【電書化】運命のイタズラ電話に甘いおしおきを

水田歩

蒼人一色の日々25

 慌てて座り直す。
 ……足の合間が蒼人の太ももに当たっている。
 筋肉が捩れるのも内腿にダイレクトに伝わってしまう。
 灯里は妙な気分になってきた。

 ぐん!
 再び、蒼人が間近に迫ってきた。
 彼の端正な顔が目を閉じろと言っているようで、灯里は目を閉じる。

 男の唇がさっと、彼女の唇に触れていく。

「ん」
「二回」

 蒼人が去っていく。
 風のように触れては、つかまえる前に通り過ぎていく。
 灯里は三回目からは目を閉じ、うっとりした表情でキスを待つ。

 ぐん!
 三十回ほどしたあと、蒼人は起き上がれなくなった。

「うわー、筋肉落ちてる。やばいわ」

 唸っている男がいたが。
 セックスの時のように汗まみれで真剣な顔が近づいてはキスを奪われて、灯里としてはヘロヘロになっていた。

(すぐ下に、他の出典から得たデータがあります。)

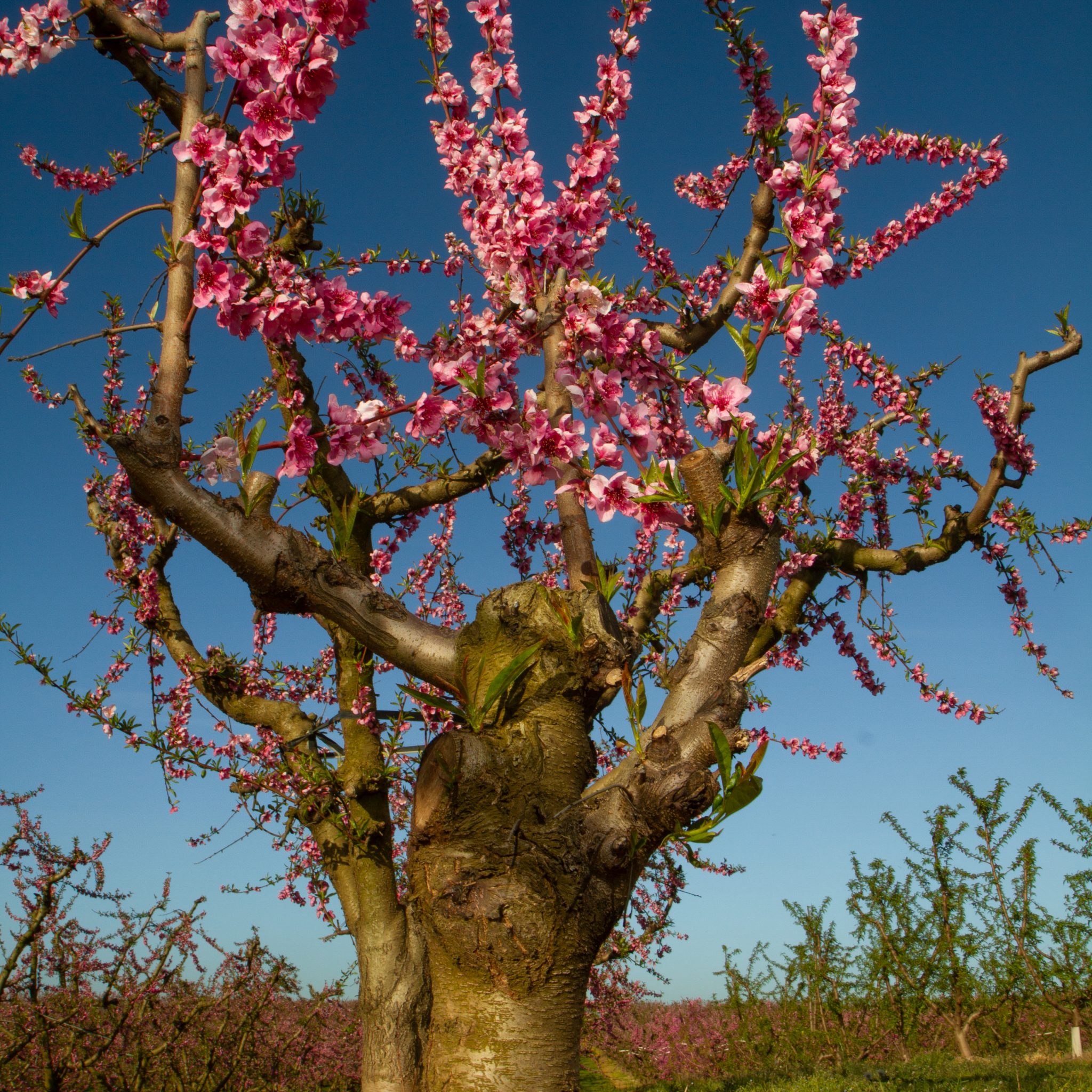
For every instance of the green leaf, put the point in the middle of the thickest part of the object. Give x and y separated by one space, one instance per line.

「でも、灯里にキスできるし、真っ赤になった顔が見れるし、なにより太ももの感触が最高」

 キリリとした顔で言われましても。
 本人が多少えっちに楽しみながら筋トレしてるのに。
 灯里は『すっかりやましい気持ちになりました』などとは言えない。

 真っ赤な顔を明後日の方向に向けてしまった灯里を、蒼人はどう思ったのか。